大人になってから読んだのは『楼蘭』という短編集(新潮文庫版)の中に収められている一編だった。
もともとは単行本『洪水』の中に収録されていて、この本の刊行は昭和37年ということだから、わたしが6歳のときに発表された短編である。
もしかしたらわたしは、この単行本を町の図書館で借りて、読んだのかもしれない。学校の図書室には決して置かれていないような本を、当時のわたしは町の図書館で見つけては読んでいたから。
おそらく10代のときに初めて読んで以来、ふとしたときに思いだし、思いだすたびに読みかえしてきたから、かれこれ50年くらいのおつきあいになる。
このエッセイを書くために、ゆうべ、ふたたび読みかえしてみた。
前に読んだのはいつだったか、覚えていないものの、まあ、10年ぶりくらいだと言って間違いはないだろう。
やっぱりぞくぞくした。
「ぞくぞく」ということばを辞書で引くと(1)嬉しさに心が浮きたつさま。うきうき。(2)緊張や恐怖、嫌悪などで身のふるえをおぼえるさま。(3)寒さや病気などで悪寒の走るさま。と、解説されている。
子ども時代は明らかに(2)だったと思うし、その後も長きにわたって(2)だった。ただ、その度合いはうすまったり、深まったりしていたはずだ。緊張と恐怖と嫌悪の比率にも変化があったことだろう。
さて、ゆうべの「ぞくぞく」はと言えば、それはなんと(1)だったのである。
緊張、恐怖、嫌悪、もちろん悪寒も感じなかった。
そう、わたしの気持ちは喜びのあまり、浮きたった。うきうき、である。
ひとことで言うと、このお話は、ひとりのお坊さんが生きたまま海に放置され死に至る、という残酷きわまりない物語である。
お坊さんは小舟に乗せられ、座ったままの姿勢の上からすっぽり箱をかぶせられ、その箱は外れないようにしっかりと、舟底に打ちつけられている。狭い暗闇に閉じこめられた状態で、海に流されたお坊さんを待ちうけているのは、わずかな食料が尽きて餓死するか、海が荒れて溺死するか、あるいは、苦しみに耐えられず舌を噛みきって自死するか、いずれにしても安楽とは言えない死である。

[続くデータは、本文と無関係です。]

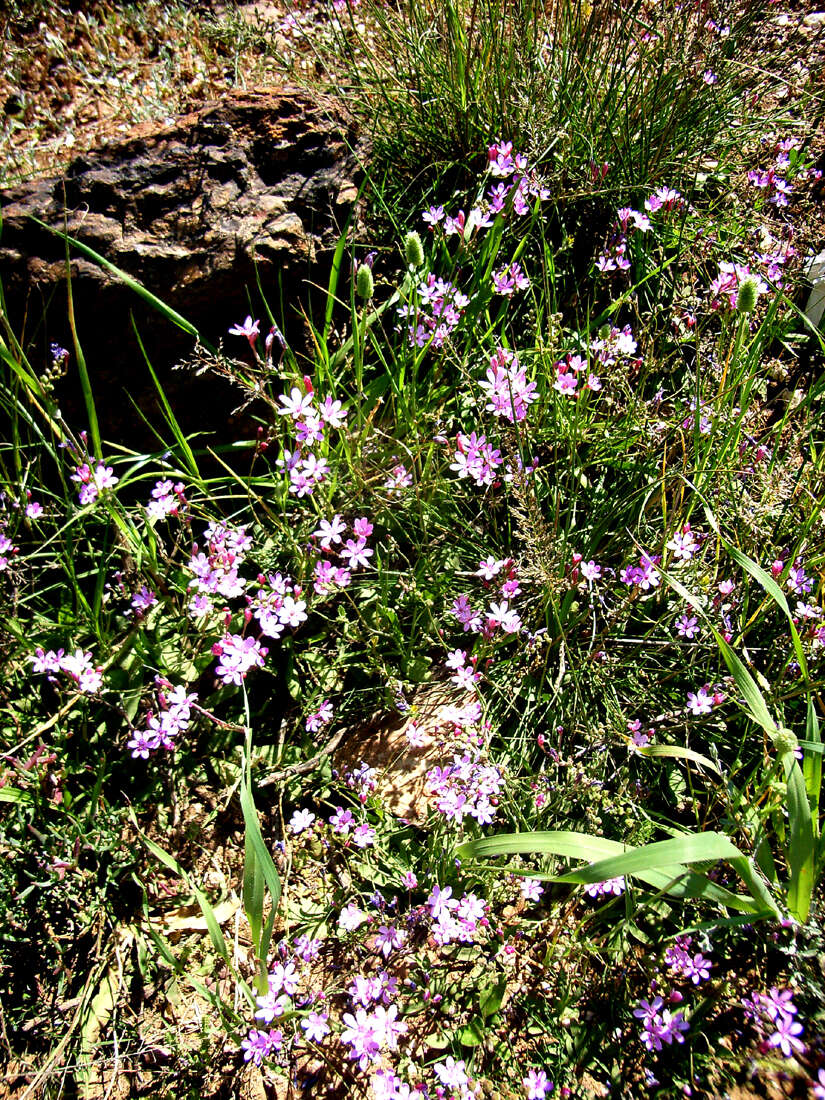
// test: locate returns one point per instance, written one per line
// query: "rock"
(263, 177)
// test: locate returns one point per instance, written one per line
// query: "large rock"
(263, 177)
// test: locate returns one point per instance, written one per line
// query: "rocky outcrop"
(254, 187)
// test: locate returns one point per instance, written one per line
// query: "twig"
(301, 769)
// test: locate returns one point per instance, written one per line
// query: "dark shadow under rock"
(264, 177)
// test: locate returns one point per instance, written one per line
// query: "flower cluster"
(695, 967)
(92, 479)
(173, 717)
(645, 575)
(399, 479)
(725, 288)
(506, 387)
(499, 615)
(509, 278)
(773, 1014)
(215, 569)
(277, 604)
(455, 919)
(353, 552)
(568, 371)
(476, 459)
(437, 312)
(78, 667)
(704, 700)
(659, 1025)
(465, 787)
(310, 422)
(237, 655)
(7, 551)
(167, 498)
(516, 185)
(611, 888)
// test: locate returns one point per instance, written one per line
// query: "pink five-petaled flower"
(260, 1045)
(388, 938)
(537, 1085)
(238, 655)
(320, 717)
(364, 1034)
(688, 626)
(356, 553)
(700, 702)
(785, 1037)
(683, 543)
(451, 1073)
(531, 889)
(92, 482)
(249, 329)
(315, 1026)
(590, 570)
(300, 821)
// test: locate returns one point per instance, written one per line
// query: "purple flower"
(260, 1045)
(537, 1085)
(300, 821)
(785, 1036)
(531, 889)
(320, 717)
(389, 938)
(316, 1026)
(451, 1073)
(249, 329)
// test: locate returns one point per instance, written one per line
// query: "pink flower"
(249, 329)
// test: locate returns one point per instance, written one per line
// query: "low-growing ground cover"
(459, 734)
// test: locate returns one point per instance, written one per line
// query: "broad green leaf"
(801, 846)
(679, 751)
(491, 998)
(661, 869)
(139, 288)
(812, 763)
(253, 831)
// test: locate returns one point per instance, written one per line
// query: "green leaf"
(473, 1034)
(490, 1001)
(657, 865)
(812, 763)
(14, 794)
(801, 845)
(754, 700)
(259, 869)
(776, 593)
(153, 300)
(679, 751)
(212, 927)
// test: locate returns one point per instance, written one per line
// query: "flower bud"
(364, 283)
(414, 249)
(784, 740)
(747, 297)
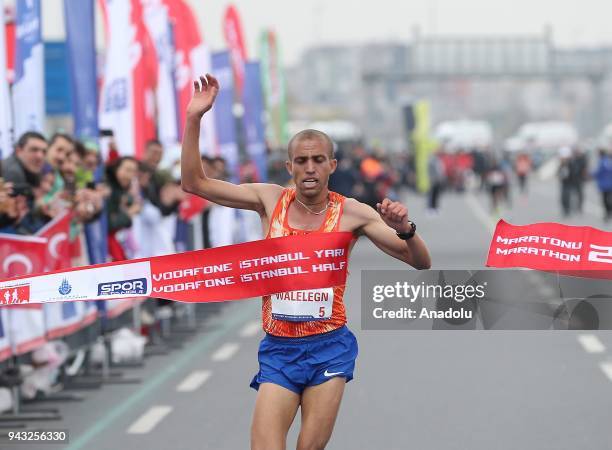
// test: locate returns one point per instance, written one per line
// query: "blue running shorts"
(296, 363)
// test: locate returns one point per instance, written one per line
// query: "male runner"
(302, 363)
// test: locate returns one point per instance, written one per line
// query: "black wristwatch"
(409, 235)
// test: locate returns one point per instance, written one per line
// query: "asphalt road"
(412, 389)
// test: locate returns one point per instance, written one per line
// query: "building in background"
(506, 81)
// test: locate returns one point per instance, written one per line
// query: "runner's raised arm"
(193, 177)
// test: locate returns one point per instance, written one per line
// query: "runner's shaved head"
(311, 135)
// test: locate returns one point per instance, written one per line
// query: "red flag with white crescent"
(21, 255)
(234, 37)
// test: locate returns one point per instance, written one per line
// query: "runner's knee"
(262, 440)
(311, 442)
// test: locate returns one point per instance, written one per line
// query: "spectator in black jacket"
(162, 191)
(23, 169)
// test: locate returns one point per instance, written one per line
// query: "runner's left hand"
(394, 214)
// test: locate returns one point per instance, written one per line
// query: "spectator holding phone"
(123, 205)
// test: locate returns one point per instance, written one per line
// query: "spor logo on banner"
(231, 272)
(137, 286)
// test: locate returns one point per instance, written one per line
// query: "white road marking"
(591, 343)
(251, 329)
(194, 380)
(225, 352)
(546, 291)
(607, 369)
(480, 213)
(149, 420)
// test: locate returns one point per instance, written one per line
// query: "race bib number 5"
(303, 306)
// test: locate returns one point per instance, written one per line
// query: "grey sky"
(302, 23)
(305, 22)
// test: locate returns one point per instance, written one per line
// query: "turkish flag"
(22, 255)
(58, 249)
(234, 38)
(187, 38)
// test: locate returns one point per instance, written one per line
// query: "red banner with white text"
(551, 247)
(224, 273)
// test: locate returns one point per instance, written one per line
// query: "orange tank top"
(304, 313)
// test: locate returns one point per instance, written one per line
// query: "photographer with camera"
(24, 169)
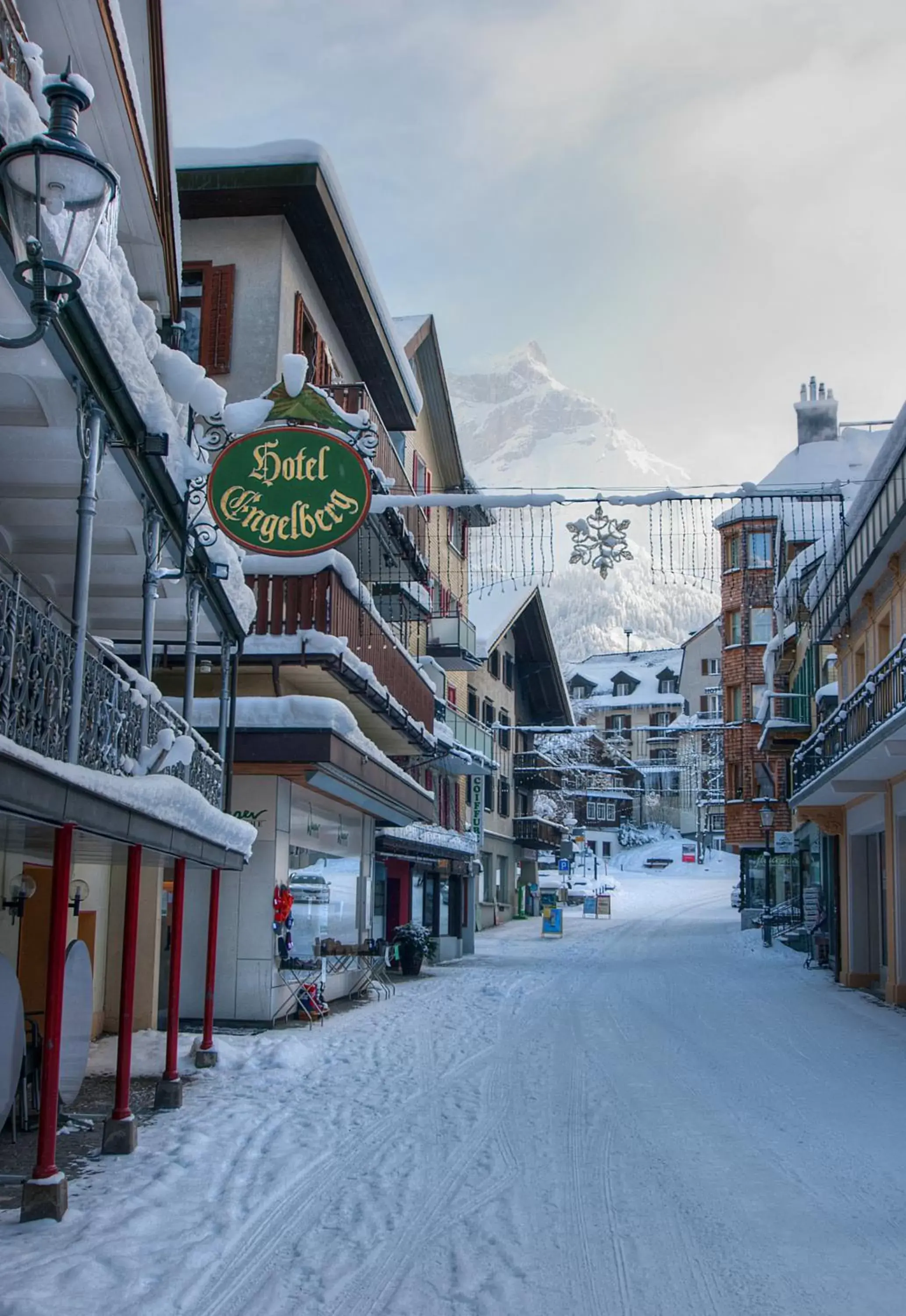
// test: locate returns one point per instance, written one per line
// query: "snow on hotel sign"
(290, 491)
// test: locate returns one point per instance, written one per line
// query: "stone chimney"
(816, 414)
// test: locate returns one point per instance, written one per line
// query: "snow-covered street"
(653, 1116)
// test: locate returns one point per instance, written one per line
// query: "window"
(760, 626)
(766, 787)
(458, 531)
(504, 736)
(759, 549)
(207, 298)
(504, 797)
(421, 479)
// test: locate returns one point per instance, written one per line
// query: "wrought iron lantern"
(21, 890)
(57, 198)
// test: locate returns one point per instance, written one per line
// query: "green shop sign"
(290, 491)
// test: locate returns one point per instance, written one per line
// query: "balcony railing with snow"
(354, 398)
(295, 604)
(125, 724)
(871, 704)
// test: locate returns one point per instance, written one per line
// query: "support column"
(207, 1056)
(45, 1194)
(169, 1095)
(87, 510)
(120, 1134)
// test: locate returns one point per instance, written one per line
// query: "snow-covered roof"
(493, 612)
(645, 668)
(302, 152)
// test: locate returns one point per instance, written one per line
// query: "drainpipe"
(120, 1135)
(45, 1194)
(193, 602)
(87, 510)
(150, 587)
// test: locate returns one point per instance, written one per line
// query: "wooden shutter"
(223, 281)
(298, 319)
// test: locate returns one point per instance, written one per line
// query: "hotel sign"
(289, 491)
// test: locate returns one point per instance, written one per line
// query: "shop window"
(504, 797)
(760, 626)
(207, 298)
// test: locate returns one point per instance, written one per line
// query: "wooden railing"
(870, 706)
(354, 398)
(290, 604)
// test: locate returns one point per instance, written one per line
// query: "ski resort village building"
(635, 698)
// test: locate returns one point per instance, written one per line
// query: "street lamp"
(767, 816)
(57, 198)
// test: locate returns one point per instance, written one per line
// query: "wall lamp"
(57, 198)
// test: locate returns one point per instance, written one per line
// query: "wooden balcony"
(414, 520)
(537, 833)
(394, 690)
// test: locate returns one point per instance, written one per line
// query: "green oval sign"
(289, 491)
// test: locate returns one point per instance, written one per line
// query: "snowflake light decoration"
(599, 541)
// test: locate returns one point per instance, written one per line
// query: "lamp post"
(767, 816)
(57, 198)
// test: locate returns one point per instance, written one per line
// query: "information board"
(551, 922)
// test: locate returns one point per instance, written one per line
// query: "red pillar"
(171, 1070)
(211, 972)
(60, 905)
(128, 985)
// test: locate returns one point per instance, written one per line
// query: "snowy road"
(651, 1118)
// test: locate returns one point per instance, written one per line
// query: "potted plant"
(416, 945)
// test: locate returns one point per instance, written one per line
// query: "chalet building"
(849, 778)
(516, 694)
(759, 537)
(349, 724)
(112, 806)
(700, 739)
(635, 699)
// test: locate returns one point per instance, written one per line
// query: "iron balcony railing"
(120, 712)
(871, 704)
(470, 733)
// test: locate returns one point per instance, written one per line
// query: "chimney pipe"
(816, 414)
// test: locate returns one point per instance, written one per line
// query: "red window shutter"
(223, 281)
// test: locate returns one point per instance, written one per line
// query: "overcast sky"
(691, 204)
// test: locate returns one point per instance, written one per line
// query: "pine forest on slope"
(520, 428)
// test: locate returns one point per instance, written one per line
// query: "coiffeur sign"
(290, 491)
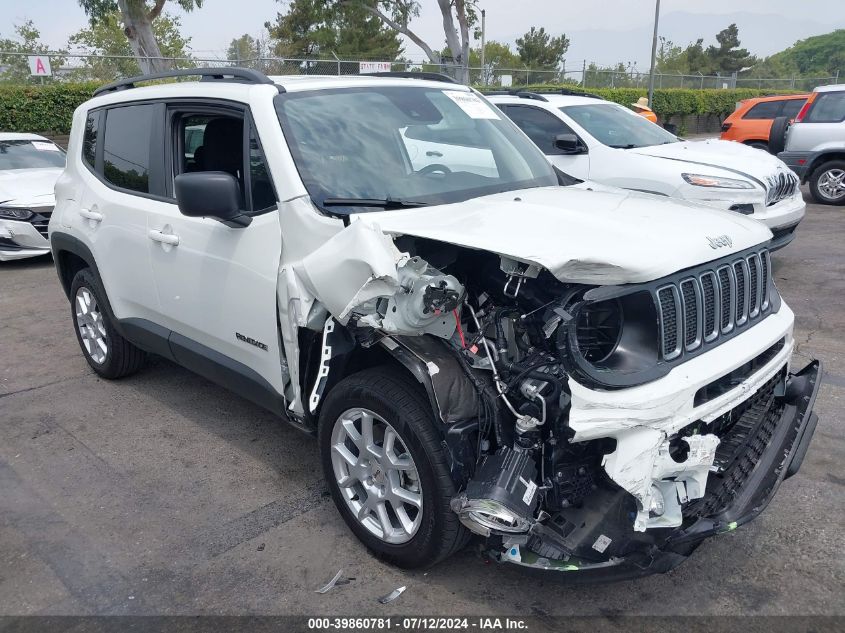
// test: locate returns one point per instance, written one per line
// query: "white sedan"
(29, 167)
(592, 139)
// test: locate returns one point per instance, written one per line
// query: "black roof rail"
(522, 94)
(241, 75)
(413, 74)
(569, 92)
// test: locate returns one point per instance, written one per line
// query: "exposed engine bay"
(503, 344)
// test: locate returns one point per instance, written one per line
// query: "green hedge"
(676, 101)
(46, 109)
(49, 108)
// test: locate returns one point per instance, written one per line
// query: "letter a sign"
(39, 66)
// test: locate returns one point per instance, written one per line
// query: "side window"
(211, 140)
(792, 107)
(829, 107)
(126, 146)
(540, 126)
(89, 139)
(765, 110)
(261, 188)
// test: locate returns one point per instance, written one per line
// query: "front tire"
(107, 352)
(827, 183)
(387, 471)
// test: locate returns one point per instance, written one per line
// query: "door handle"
(96, 216)
(164, 238)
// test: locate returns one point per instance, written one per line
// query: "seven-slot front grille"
(780, 186)
(709, 304)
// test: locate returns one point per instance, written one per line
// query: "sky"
(604, 31)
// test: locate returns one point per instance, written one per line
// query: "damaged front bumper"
(602, 540)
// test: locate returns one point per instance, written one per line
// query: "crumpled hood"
(28, 186)
(580, 236)
(729, 155)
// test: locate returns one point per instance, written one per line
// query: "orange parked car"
(751, 121)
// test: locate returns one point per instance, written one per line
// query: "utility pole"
(483, 46)
(653, 54)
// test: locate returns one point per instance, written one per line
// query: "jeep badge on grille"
(719, 241)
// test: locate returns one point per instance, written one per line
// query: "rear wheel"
(827, 183)
(107, 352)
(387, 471)
(777, 135)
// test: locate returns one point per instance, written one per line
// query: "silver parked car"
(815, 144)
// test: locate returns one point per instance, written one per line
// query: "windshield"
(418, 145)
(615, 126)
(21, 154)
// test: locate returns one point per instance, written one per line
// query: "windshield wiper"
(381, 203)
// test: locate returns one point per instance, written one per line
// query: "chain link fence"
(91, 67)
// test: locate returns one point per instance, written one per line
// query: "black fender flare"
(61, 242)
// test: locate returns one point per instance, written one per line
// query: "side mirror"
(211, 194)
(569, 144)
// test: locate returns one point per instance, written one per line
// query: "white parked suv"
(593, 139)
(29, 167)
(589, 381)
(814, 144)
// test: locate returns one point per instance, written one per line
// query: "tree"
(106, 38)
(458, 17)
(137, 19)
(727, 57)
(243, 48)
(27, 40)
(312, 27)
(498, 57)
(538, 50)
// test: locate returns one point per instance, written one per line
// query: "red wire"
(460, 331)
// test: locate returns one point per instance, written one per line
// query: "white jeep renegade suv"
(589, 381)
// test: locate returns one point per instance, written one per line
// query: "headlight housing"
(614, 342)
(716, 182)
(15, 213)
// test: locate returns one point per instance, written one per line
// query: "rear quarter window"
(765, 110)
(828, 107)
(126, 146)
(89, 139)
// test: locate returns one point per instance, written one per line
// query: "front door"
(543, 127)
(217, 284)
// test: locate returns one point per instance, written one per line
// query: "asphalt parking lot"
(164, 494)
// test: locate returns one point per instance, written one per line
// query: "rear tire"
(394, 405)
(827, 183)
(777, 135)
(107, 352)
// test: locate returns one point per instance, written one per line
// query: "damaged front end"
(599, 429)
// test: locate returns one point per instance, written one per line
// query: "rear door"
(217, 284)
(121, 166)
(822, 125)
(543, 127)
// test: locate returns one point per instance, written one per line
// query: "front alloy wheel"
(827, 183)
(92, 330)
(831, 184)
(377, 475)
(389, 474)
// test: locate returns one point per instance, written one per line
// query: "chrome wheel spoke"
(384, 519)
(91, 326)
(404, 519)
(345, 454)
(380, 484)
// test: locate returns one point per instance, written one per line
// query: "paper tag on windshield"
(471, 104)
(44, 146)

そんなお話を読んで、うきうきするとは、いかがなものか。
主人公のお坊さん、金光坊の年齢は、61歳。
わたしよりも3つ、年下である。
まだ60代になったばかりという若さで、いったいなんのためなのか、だれのためなのか、自分の死が何かの役に立つのか、なんの役にも立たない無駄な死なのか、そもそも自分はなぜ死ななくてはならないのかもわからないまま、みずから死出の旅に向かう舟に乗りこまざるを得なかった彼の苦悩とは、死に対する恐怖とは、どれほどのものだったのだろう。
夏から秋にかけては恐ろしい程早く日が経った。金光坊は毎日のように今日は何日かと傍に居る者に訊ね、返事を聞く度にそんなことがあろうかと思った。金光坊は相変らず読経三昧に日を送っていた。立秋からあとは一日の時間が信じられぬ早さで飛んで行った。朝も晩も一緒にやって来るように思われた。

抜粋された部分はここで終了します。